I’ve set it to update my status on virtually every service it supports (and it’s a lot of them) except for Posterous. I’ll explain why in the next item.
:: Media Updates via Posterous
I’ll be pushing all photo and video uploads through my Posterous account. I used to use PixelPipe on my iPhone, but Posterous offers a bit better control. I can easily send items to Posterous via email or by using their iPhone app, and they’ll automatically push them to various locations. Specifically:
Photos: To Facebook and Flickr
Videos: To Facebook and YouTube
Also, Twitter and LinkedIn will get notified of all new photos/videos
If I had set Ping.fm to send status updates to Posterous, it would then push them to Twitter and Facebook — which Ping.fm already does. That would duplicate my updates on a few services, which is why it’s important to not have Ping.fm push to Posterous.
:: RSS Updates via TwitterFeed
I’ve been using TwitterFeed for a while to auto-tweet new blog entries from my various blogs to their respective Twitter accounts. It works well, and I’ll continue doing that for now.
:: Google Reader –> Twitter via FriendFeed
When I’m in Google Reader, I can “share” an item and it automatically tweets it out. It does this via FriendFeed; I have FriendFeed pull in all of my shared items, and then I have it tweet out those shared items to my Twitter account. It’s very handy when I’m away from my computer on a cell (like at Disney). A single click allows me to share an interesting story with all of my followers.
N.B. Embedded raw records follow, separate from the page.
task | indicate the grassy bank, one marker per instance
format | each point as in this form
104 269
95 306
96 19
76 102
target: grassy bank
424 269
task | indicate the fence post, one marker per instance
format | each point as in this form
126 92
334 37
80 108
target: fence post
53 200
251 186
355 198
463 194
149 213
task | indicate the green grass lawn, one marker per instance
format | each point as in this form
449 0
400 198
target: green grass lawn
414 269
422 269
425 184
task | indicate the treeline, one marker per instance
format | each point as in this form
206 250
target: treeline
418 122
You could do a similar thing via TwitterFeed, and either method would work just fine.
So there you have it — my new system (for now). I’m always looking to streamline things, so what do you do differently, and why?
Markus Merz | Hamburg St. Georg says
The ability of posterous to receive email forwards incl. the documents is priceless.
Using different posterous blogs and playing around with the different @ possibilities is definitely worth the time.